Et ma vie s’organisa.
Florence !
Ce nom n’évoque que des visions douces.
Ce sont les clairs soirs de mélancolie apaisante ; les eaux tranquilles de l’Arno rose, les tours de marbre sur le ciel d’or, les piazzas toutes pleines de soleil ; la lourde silhouette du dôme sombre, près de celle, fine et blanche, du Campanile ; la colline bleue de San Miniato ; puis la foule colorée et chantante, les lazaroni nonchalants allongés sur les marches de la Loggia de Lanzi ; les fleurs, la musique, les souvenirs, la poésie des vieilles pierres, toute la grâce intime et grave de cette cité mystérieuse, patrie de Dante, de Michel-Ange et du Fra Angelico.
À la parcourir en flâneries perpétuelles, j’eus bientôt fait de la fort bien connaître.
Et j’eus bientôt fait aussi d’y être connu.
Car le bruit s’était répandu que j’y venais pour faire de grandioses achats d’œuvres d’art – ce qui était vrai à moitié – et ce fut alors chez moi, au bout de peu de temps, un véritable défilé.
Tous les marchands antiquaires de Florence crurent devoir venir me faire leurs offres de services.
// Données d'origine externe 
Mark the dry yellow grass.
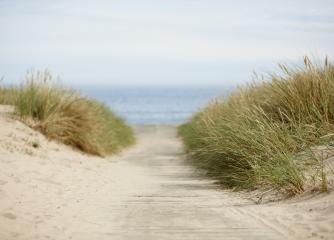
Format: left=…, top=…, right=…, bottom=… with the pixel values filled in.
left=180, top=57, right=334, bottom=194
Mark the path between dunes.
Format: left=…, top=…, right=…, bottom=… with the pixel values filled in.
left=0, top=109, right=334, bottom=240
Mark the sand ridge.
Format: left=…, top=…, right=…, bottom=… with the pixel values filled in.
left=0, top=109, right=334, bottom=240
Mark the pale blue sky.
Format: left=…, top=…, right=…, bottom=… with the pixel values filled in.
left=0, top=0, right=334, bottom=85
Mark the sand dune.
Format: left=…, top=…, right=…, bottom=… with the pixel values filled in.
left=0, top=107, right=334, bottom=240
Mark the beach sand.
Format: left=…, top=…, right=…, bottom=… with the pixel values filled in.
left=0, top=106, right=334, bottom=240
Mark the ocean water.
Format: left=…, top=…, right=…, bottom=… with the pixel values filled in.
left=79, top=86, right=231, bottom=125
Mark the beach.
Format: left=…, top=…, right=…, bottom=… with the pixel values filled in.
left=0, top=106, right=334, bottom=240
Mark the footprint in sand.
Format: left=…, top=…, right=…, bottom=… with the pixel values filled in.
left=2, top=213, right=16, bottom=220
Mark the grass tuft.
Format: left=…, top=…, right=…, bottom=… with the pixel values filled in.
left=14, top=71, right=134, bottom=155
left=179, top=57, right=334, bottom=194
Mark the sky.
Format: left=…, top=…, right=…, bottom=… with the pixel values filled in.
left=0, top=0, right=334, bottom=86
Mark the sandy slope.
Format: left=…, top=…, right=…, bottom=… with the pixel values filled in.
left=0, top=107, right=334, bottom=240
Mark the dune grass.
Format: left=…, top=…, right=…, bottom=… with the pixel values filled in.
left=179, top=57, right=334, bottom=194
left=14, top=71, right=134, bottom=155
left=0, top=80, right=17, bottom=105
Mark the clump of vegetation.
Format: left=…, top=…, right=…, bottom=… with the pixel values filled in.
left=14, top=71, right=134, bottom=155
left=179, top=57, right=334, bottom=194
left=0, top=80, right=17, bottom=105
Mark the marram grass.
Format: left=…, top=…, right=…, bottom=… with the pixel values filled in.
left=179, top=57, right=334, bottom=194
left=14, top=71, right=134, bottom=155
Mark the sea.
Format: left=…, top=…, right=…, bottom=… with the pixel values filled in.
left=77, top=86, right=232, bottom=125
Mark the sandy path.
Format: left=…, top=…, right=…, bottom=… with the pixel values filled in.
left=0, top=111, right=334, bottom=240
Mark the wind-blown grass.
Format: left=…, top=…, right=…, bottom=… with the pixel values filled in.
left=14, top=71, right=134, bottom=155
left=179, top=58, right=334, bottom=194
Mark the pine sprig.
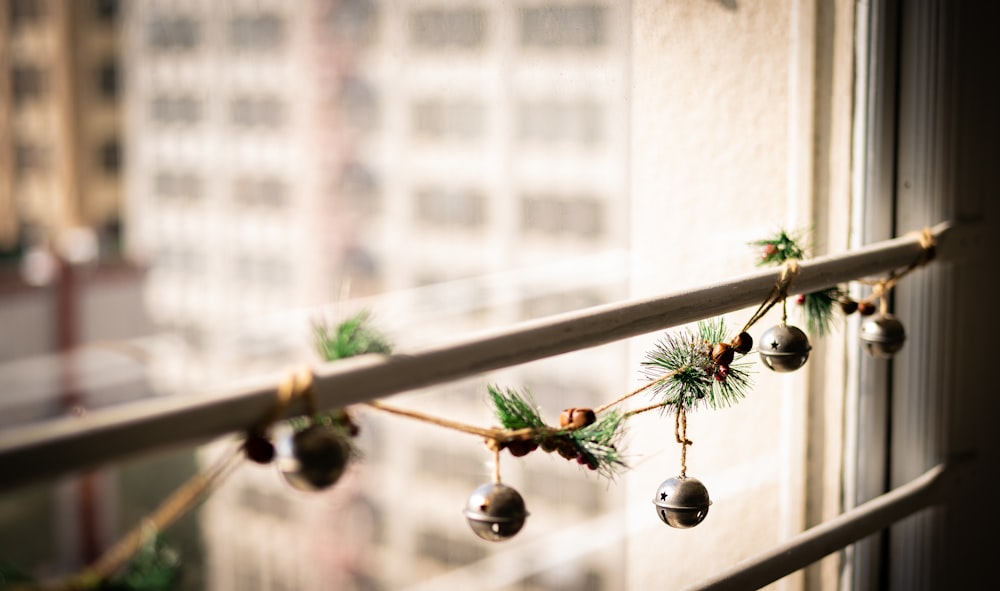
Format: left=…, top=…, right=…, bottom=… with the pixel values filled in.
left=486, top=384, right=545, bottom=430
left=313, top=310, right=392, bottom=361
left=802, top=287, right=845, bottom=336
left=750, top=229, right=806, bottom=267
left=751, top=230, right=844, bottom=336
left=97, top=536, right=181, bottom=591
left=486, top=385, right=625, bottom=478
left=569, top=411, right=627, bottom=480
left=642, top=318, right=750, bottom=410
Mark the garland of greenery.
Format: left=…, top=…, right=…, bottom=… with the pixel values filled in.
left=0, top=229, right=934, bottom=591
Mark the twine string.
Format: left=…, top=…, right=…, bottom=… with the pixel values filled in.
left=859, top=227, right=937, bottom=315
left=674, top=406, right=694, bottom=478
left=54, top=368, right=316, bottom=589
left=740, top=259, right=799, bottom=332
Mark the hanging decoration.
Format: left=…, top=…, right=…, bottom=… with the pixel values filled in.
left=0, top=230, right=935, bottom=589
left=465, top=448, right=528, bottom=542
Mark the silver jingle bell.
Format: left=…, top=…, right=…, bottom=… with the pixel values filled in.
left=757, top=322, right=812, bottom=373
left=275, top=425, right=351, bottom=491
left=465, top=482, right=528, bottom=542
left=860, top=314, right=906, bottom=359
left=653, top=476, right=712, bottom=529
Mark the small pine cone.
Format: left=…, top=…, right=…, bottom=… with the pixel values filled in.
left=712, top=343, right=736, bottom=365
left=729, top=332, right=753, bottom=355
left=837, top=297, right=858, bottom=315
left=858, top=301, right=875, bottom=316
left=556, top=439, right=579, bottom=460
left=506, top=439, right=538, bottom=458
left=243, top=433, right=275, bottom=464
left=559, top=408, right=597, bottom=429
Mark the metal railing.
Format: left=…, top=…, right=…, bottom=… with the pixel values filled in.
left=688, top=457, right=974, bottom=591
left=0, top=223, right=979, bottom=589
left=0, top=223, right=974, bottom=491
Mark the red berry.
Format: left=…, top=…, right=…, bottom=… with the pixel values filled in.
left=243, top=434, right=274, bottom=464
left=712, top=343, right=736, bottom=365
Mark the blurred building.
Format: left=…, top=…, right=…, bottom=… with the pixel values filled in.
left=0, top=0, right=122, bottom=270
left=123, top=0, right=629, bottom=589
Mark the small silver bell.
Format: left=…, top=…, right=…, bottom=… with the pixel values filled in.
left=653, top=476, right=712, bottom=529
left=465, top=482, right=528, bottom=542
left=275, top=425, right=351, bottom=491
left=861, top=314, right=906, bottom=359
left=758, top=322, right=812, bottom=372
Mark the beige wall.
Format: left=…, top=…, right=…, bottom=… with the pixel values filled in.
left=625, top=0, right=853, bottom=589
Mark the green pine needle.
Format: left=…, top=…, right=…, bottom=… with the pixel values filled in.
left=569, top=410, right=628, bottom=480
left=750, top=229, right=805, bottom=266
left=97, top=536, right=181, bottom=591
left=486, top=385, right=545, bottom=430
left=486, top=385, right=625, bottom=479
left=802, top=287, right=844, bottom=336
left=642, top=318, right=750, bottom=410
left=313, top=310, right=392, bottom=361
left=751, top=230, right=843, bottom=336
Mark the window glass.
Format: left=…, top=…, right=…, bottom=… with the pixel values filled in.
left=409, top=7, right=487, bottom=49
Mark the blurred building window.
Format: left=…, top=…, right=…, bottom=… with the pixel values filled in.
left=409, top=7, right=487, bottom=49
left=517, top=99, right=604, bottom=145
left=94, top=0, right=118, bottom=23
left=417, top=529, right=486, bottom=566
left=233, top=176, right=288, bottom=207
left=146, top=16, right=201, bottom=51
left=153, top=171, right=202, bottom=199
left=336, top=161, right=382, bottom=216
left=229, top=14, right=285, bottom=50
left=8, top=0, right=46, bottom=28
left=98, top=138, right=122, bottom=175
left=327, top=0, right=379, bottom=47
left=10, top=66, right=48, bottom=106
left=417, top=445, right=486, bottom=488
left=155, top=246, right=205, bottom=278
left=97, top=58, right=118, bottom=101
left=239, top=486, right=292, bottom=521
left=412, top=98, right=486, bottom=140
left=520, top=4, right=607, bottom=48
left=524, top=465, right=607, bottom=513
left=229, top=96, right=285, bottom=128
left=14, top=143, right=49, bottom=177
left=417, top=187, right=486, bottom=228
left=338, top=75, right=379, bottom=132
left=234, top=254, right=292, bottom=286
left=150, top=94, right=201, bottom=125
left=521, top=195, right=605, bottom=238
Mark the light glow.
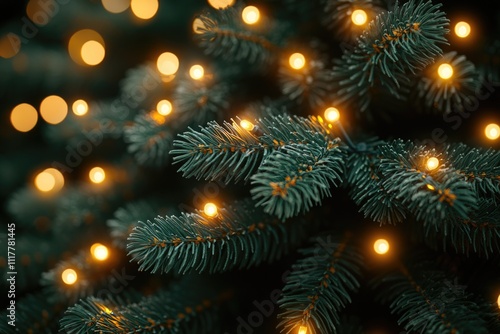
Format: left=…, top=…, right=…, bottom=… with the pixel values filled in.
left=484, top=123, right=500, bottom=140
left=351, top=9, right=368, bottom=26
left=373, top=239, right=389, bottom=255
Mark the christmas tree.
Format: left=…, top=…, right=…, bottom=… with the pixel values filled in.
left=0, top=0, right=500, bottom=334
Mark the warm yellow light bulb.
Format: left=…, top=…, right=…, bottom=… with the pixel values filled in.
left=484, top=123, right=500, bottom=140
left=101, top=0, right=130, bottom=14
left=156, top=100, right=172, bottom=116
left=438, top=63, right=453, bottom=80
left=90, top=243, right=109, bottom=261
left=241, top=6, right=260, bottom=24
left=80, top=40, right=106, bottom=66
left=35, top=171, right=56, bottom=192
left=288, top=52, right=306, bottom=70
left=71, top=100, right=89, bottom=116
left=156, top=52, right=179, bottom=75
left=193, top=17, right=207, bottom=34
left=240, top=119, right=255, bottom=131
left=298, top=326, right=307, bottom=334
left=203, top=203, right=217, bottom=217
left=208, top=0, right=234, bottom=9
left=61, top=269, right=78, bottom=285
left=189, top=65, right=205, bottom=80
left=40, top=95, right=68, bottom=124
left=455, top=21, right=471, bottom=38
left=325, top=107, right=340, bottom=122
left=351, top=9, right=368, bottom=26
left=130, top=0, right=159, bottom=20
left=373, top=239, right=389, bottom=255
left=89, top=167, right=106, bottom=183
left=10, top=103, right=38, bottom=132
left=425, top=157, right=439, bottom=170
Et les particuliers suivirent !
Il ne fut plus un Florentin ayant chez lui quelque peinture ou quelque statuette, méchante copie des Offices, qui ne vînt à mon « palazzo » briguer l’honneur de voir cette merveille s’en aller dans les musées de la France.
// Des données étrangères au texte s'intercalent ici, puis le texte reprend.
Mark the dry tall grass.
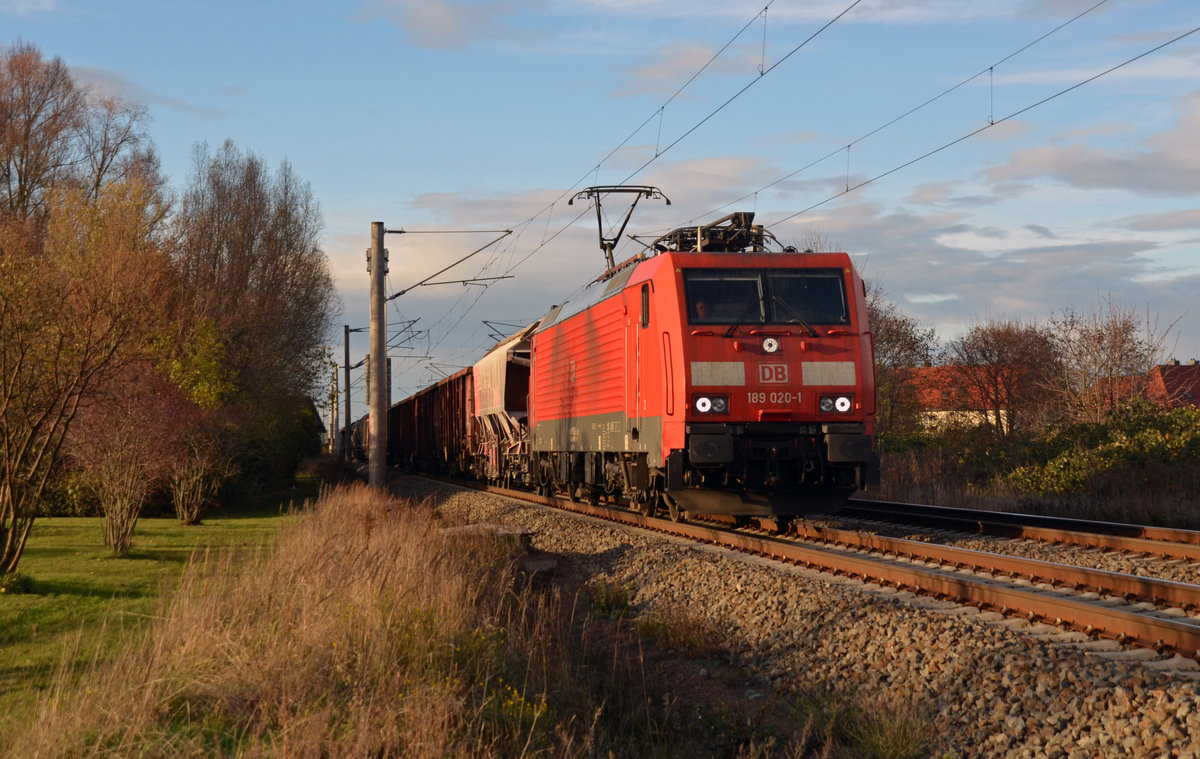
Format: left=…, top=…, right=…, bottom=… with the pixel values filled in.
left=7, top=486, right=686, bottom=759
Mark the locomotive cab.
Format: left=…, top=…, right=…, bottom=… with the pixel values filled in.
left=666, top=260, right=877, bottom=514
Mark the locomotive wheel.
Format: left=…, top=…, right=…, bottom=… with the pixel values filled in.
left=662, top=494, right=684, bottom=521
left=637, top=494, right=659, bottom=516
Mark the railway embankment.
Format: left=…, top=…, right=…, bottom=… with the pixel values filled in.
left=402, top=480, right=1200, bottom=758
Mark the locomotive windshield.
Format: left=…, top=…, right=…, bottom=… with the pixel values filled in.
left=684, top=269, right=850, bottom=324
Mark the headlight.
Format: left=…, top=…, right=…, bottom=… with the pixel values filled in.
left=692, top=395, right=730, bottom=414
left=817, top=395, right=854, bottom=414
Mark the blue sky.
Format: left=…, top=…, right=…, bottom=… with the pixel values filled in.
left=0, top=0, right=1200, bottom=408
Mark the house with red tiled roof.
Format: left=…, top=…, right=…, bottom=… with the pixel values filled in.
left=905, top=359, right=1200, bottom=430
left=1146, top=359, right=1200, bottom=408
left=904, top=366, right=1008, bottom=430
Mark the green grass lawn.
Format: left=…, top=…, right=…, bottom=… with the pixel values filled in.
left=0, top=483, right=317, bottom=735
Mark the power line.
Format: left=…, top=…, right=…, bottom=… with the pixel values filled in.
left=766, top=26, right=1200, bottom=229
left=690, top=0, right=1109, bottom=221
Les faux Luca della Robbia et les Léonard de Vinci apocryphes s’alignèrent dorénavant sur les banquettes de mon antichambre, soutenus précieusement par des mains inquiètes.
Je me résignai, – car j’ai l’habitude.
Aussi bien, il n’y a pas de vraies recherches possibles sans cela.
Je désignai seulement certaines heures de « réception, » en dehors desquelles, était-on prévenu, il n’y avait aucun espoir de me trouver.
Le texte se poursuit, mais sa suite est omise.